I am in the process of builiding my new tank to house malawi fish (yellow labs and ?) it is a 40G breeder. I want a nice gournd cover and then some taller ones, that will actually root in the sand, any ideas? I will be using LED lighting, yes LED.


----------



## Laurel (Jun 17, 2007)

If it's high output LED lighting(like that designed for reef tanks) it should be fine.

Vallisneria does well in sand, but you'll want to put fertilizer spikes or something near the roots. IIRC, there is a short/ground-cover type val as well. They apparently don't taste bad, but the fish leave them alone more or less because they're incredibly tough/fibrous. Most plants that root in sand require enriched substrates, as well as lower-pH environments. Your mbuna are also likely to dig up ground cover if it's getting in the way of their excavation.

You could also do low-light plants like java fern or anubias that don't root in sand.


----------



## Jeepguy (Mar 19, 2008)

My heart is not set on Malawi fish, I think I would rather have nice rooted plants. The LED's would be reef quality. I had built a set up on a nano reef many years ago, and with the new LED's wow, they will be nice. Can anyone recomend a colorful chiclid that will do well with plants, and not outgrow a 40G breeder, tuff requirments I know.


----------



## Laurel (Jun 17, 2007)

I'd look into apistogrammas, german blue rams(smaller and more finicky) or bolivian rams(larger and hardier), I'm partial to Bolivian Golden Rams, I think they look less like drag queens.

Apistogramma Caucatoides(i'm sure i spelled that wrong)
http://cichlid-forum.com/profiles/species.php?id=1437









German Blue Ram
http://cichlid-forum.com/profiles/species.php?id=421









Golden Ram (the ones I've seen in person are much more striking than this)
http://cichlid-forum.com/profiles/species.php?id=420









These would be happy in the 40g breeder with a shoal of tetras or something, maybe a bn pleco or 2, some driftwood, a few rocks, etc, but they need a least a little sand to root around in.

I was planning on a planted SA tank before I decided against it(due to my tap water parameters and the cost of a CO2 system), and that's exactly what I was going to do.
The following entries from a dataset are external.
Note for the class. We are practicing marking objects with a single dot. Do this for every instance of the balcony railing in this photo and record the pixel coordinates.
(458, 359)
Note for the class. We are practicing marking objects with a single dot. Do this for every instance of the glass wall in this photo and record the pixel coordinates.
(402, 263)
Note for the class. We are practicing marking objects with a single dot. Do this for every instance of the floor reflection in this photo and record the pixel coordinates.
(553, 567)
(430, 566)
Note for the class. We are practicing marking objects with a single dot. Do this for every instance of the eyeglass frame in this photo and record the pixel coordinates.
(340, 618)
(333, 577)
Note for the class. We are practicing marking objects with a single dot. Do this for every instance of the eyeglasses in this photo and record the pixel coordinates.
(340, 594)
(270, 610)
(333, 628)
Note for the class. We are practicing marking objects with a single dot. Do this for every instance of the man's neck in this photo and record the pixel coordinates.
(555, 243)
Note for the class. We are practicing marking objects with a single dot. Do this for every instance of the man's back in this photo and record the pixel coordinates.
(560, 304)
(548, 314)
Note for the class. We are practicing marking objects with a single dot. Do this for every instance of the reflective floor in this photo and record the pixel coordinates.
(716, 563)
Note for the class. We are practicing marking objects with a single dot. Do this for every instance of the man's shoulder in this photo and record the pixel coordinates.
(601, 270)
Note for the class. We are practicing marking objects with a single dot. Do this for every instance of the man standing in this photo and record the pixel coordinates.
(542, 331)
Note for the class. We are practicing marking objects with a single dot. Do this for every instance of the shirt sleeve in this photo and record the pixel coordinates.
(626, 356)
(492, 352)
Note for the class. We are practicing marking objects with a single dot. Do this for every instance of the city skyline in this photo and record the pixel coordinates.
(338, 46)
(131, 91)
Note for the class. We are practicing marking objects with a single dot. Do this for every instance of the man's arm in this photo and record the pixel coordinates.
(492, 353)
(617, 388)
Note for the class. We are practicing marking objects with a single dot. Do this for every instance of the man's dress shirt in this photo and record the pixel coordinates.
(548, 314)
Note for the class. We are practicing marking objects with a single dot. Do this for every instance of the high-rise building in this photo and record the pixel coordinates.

Amazon swords are beautiful and grow well in the sand, and there's something called microswords that are a beautiful groundcover.
http://www.AquariumPlants.com/product_p/mi080.htm

If you have any more questions, feel free to ask. 

Your best bet to make a pair is to start with 5 and let whoever pairs up kill the other 3, or pull the other 3 out if you're able to tell they're not the "in" crowd.


----------



## Fogelhund (Dec 3, 2002)

I've had great success with many Africans, including mbuna and plants. My substrate is also sand, and no I don't use any fertilizers.

The plants I've had success with include Brazilian swords, many Cryptocorne species, Giant Vallisneria, various Aponogeton species, and of course Anubias and Java Fern.


----------